When Virgin first announced this corporate revamp Qantas opposed it. The Oneworld carrier raised most of the same arguments that it raises now about foreigners taking over Virgin’s domestic business. It also claimed that financial arrangements between Virgin Domestic and Virgin International give the former “effective control” over the latter.

Those financial arrangements consist of service and loan agreements. Their terms remain confidential, but they probably involve funding for Virgin International’s 777s. The critical point, however, is that Virgin Domestic holds no shares in Virgin International.

This seemed to satisfy Australia’s transport department when Qantas complained about this in 2012. Officials found that the structure of Virgin International “was consistent with the regulatory requirements for a designated Australian international airline”. Rejecting a Qantas call for a public inquiry, they responded: "In the light of the department's role in monitoring the operations of all Australian international airlines for ongoing compliance with regulatory requirements, we do not believe Qantas's suggestion of the need for a public inquiry is either necessary or appropriate . . ."

This apparent lack of interest in the agreements between the Virgin corporations stands in sharp contrast to the probing examination that the US DOT made into the Virgin Group’s franchise documents with Virgin America. But US law requires that its airlines be “under the actual control” of US citizens. Australian law contains no such requirement, and regulators seem uninterested in reading one into it.

In any country whose laws parallel Australia’s, airlines would seem to have Virgin Australia’s option to split themselves into separate entities so long as they ensure that their international arm honours the foreign ownership rules.

But the wider question is how much difference foreign ownership limits really make. John Thomas, manager director at Boston-based LEK Consulting and head of its global aviation and travel practice, doubts that many airlines feel a need to follow Virgin Australia’s example.

“The biggest capital need for airlines is aircraft,” Thomas says. He says that leasing and the myriad other sources of air finance reduce the need for capital. More broadly, he contends that an airline only needs foreign ownership if the capital markets in its home country are inadequate to fund its needs.“I would argue that most well-performing airlines around the world have little problems accessing capital in their local markets,” Thomas says. “So the foreign ownership laws really don’t affect them at all.”

Thomas also stresses that the ever-increasing number of joint ventures operating with antitrust immunity “achieve a significant portion of the benefit that airlines would hope to achieve through cross-border mergers and acquisitions – another reason often given for the need to loosen foreign ownership laws.” His company’s analysis shows that these ventures now account for 30% of the world’s airline capacity.

Yet, pressure remains for countries to relax their foreign ownership laws, as India did last year.The European Commission is still pushing the USA to ease its 25% foreign ownership cap. Meanwhile, initiatives such as IATA’s Agenda for Freedom do not tackle ownership limits head-on, but seek to circumvent them.
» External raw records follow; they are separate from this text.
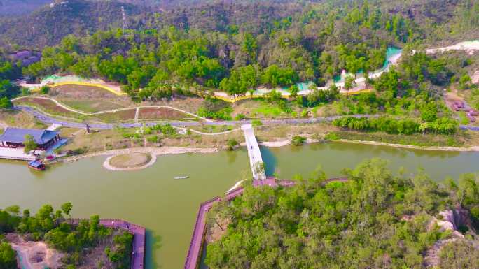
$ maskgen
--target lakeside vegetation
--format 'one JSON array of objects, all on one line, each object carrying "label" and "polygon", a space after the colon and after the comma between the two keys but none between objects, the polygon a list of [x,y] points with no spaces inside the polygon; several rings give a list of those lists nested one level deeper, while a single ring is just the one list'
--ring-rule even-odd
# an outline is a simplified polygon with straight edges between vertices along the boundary
[{"label": "lakeside vegetation", "polygon": [[16,205],[0,209],[0,267],[16,268],[16,254],[5,238],[7,233],[14,233],[26,240],[44,241],[50,247],[66,254],[62,262],[67,269],[81,266],[99,245],[107,246],[102,251],[106,252],[109,260],[95,261],[96,264],[109,262],[112,268],[129,268],[133,235],[100,225],[97,215],[72,225],[64,217],[70,217],[72,208],[71,203],[57,210],[45,205],[34,215],[29,210],[20,212]]},{"label": "lakeside vegetation", "polygon": [[[292,187],[248,186],[232,203],[217,204],[209,225],[225,223],[225,233],[208,245],[206,263],[215,269],[421,268],[436,242],[456,238],[440,249],[438,268],[475,268],[477,175],[438,184],[421,170],[393,173],[380,159],[344,174],[347,181],[328,182],[317,170],[298,176]],[[447,210],[470,218],[457,224],[464,239],[434,224]],[[457,245],[462,252],[454,252]]]}]

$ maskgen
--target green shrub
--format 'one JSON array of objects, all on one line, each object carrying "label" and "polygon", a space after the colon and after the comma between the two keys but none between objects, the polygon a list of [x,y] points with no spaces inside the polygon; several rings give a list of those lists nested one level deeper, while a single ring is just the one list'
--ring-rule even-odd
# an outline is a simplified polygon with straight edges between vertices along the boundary
[{"label": "green shrub", "polygon": [[48,85],[43,85],[40,88],[40,93],[41,94],[48,94],[50,92],[50,87]]},{"label": "green shrub", "polygon": [[236,146],[240,145],[238,141],[235,138],[230,138],[228,140],[228,150],[235,150]]},{"label": "green shrub", "polygon": [[263,122],[261,122],[261,121],[259,119],[253,119],[251,121],[251,125],[254,127],[258,127],[258,126],[263,126]]},{"label": "green shrub", "polygon": [[306,142],[306,138],[300,136],[294,136],[291,139],[291,143],[295,146],[300,146]]}]

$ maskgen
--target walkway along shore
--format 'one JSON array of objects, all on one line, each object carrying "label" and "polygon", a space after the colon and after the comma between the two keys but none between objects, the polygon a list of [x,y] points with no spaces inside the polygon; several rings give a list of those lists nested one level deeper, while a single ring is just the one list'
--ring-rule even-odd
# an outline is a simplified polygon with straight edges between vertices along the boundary
[{"label": "walkway along shore", "polygon": [[[88,219],[69,219],[74,225],[78,225],[82,220]],[[144,227],[122,219],[100,219],[100,224],[108,228],[122,229],[133,235],[130,269],[144,269],[145,264],[145,247],[146,233]]]},{"label": "walkway along shore", "polygon": [[[41,122],[45,124],[56,124],[66,127],[71,128],[85,128],[85,124],[80,122],[69,122],[67,120],[57,119],[53,118],[50,116],[45,115],[35,108],[25,106],[15,106],[14,109],[24,111],[27,113],[32,115],[32,116],[36,117]],[[314,124],[320,122],[332,122],[336,119],[340,119],[344,117],[354,117],[356,118],[361,117],[377,117],[377,115],[336,115],[331,117],[310,117],[310,118],[301,118],[301,119],[263,119],[261,123],[266,125],[272,124]],[[167,122],[173,126],[201,126],[201,125],[214,125],[214,126],[223,126],[223,125],[237,125],[237,124],[251,124],[252,120],[231,120],[231,121],[209,121],[206,122]],[[143,126],[155,126],[158,124],[157,122],[146,122],[146,123],[117,123],[117,124],[88,124],[91,129],[97,129],[102,130],[113,129],[116,126],[120,126],[123,128],[139,128]],[[463,130],[471,130],[479,131],[479,127],[472,126],[468,125],[461,125],[459,126]],[[232,131],[233,130],[231,130]],[[235,130],[234,130],[235,131]]]},{"label": "walkway along shore", "polygon": [[[272,177],[268,177],[265,180],[254,180],[253,183],[254,187],[265,185],[270,187],[277,187],[278,185],[282,187],[291,187],[294,184],[295,182],[293,181],[276,180]],[[243,191],[244,191],[244,188],[240,187],[228,191],[224,198],[216,196],[206,202],[203,202],[200,205],[198,214],[196,216],[195,228],[193,228],[193,235],[191,236],[190,248],[188,250],[188,254],[186,254],[186,259],[185,260],[184,269],[196,269],[197,268],[198,261],[200,259],[200,254],[202,253],[204,235],[207,231],[206,215],[208,213],[208,211],[209,211],[215,203],[222,200],[230,201],[242,194]]]}]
Aside from general foreign ownership caps, some countries also limit ownership of their carriers by foreign airlines. The three carriers that have bought into Virgin Australia are attracted by its potential for strategic partnerships. The reason Qantas is so upset may be because the specific law governing its ownership blocks foreign airlines from holding more than 35% of its shares, thus denying it a chance to do exactly what Virgin Australia is doing.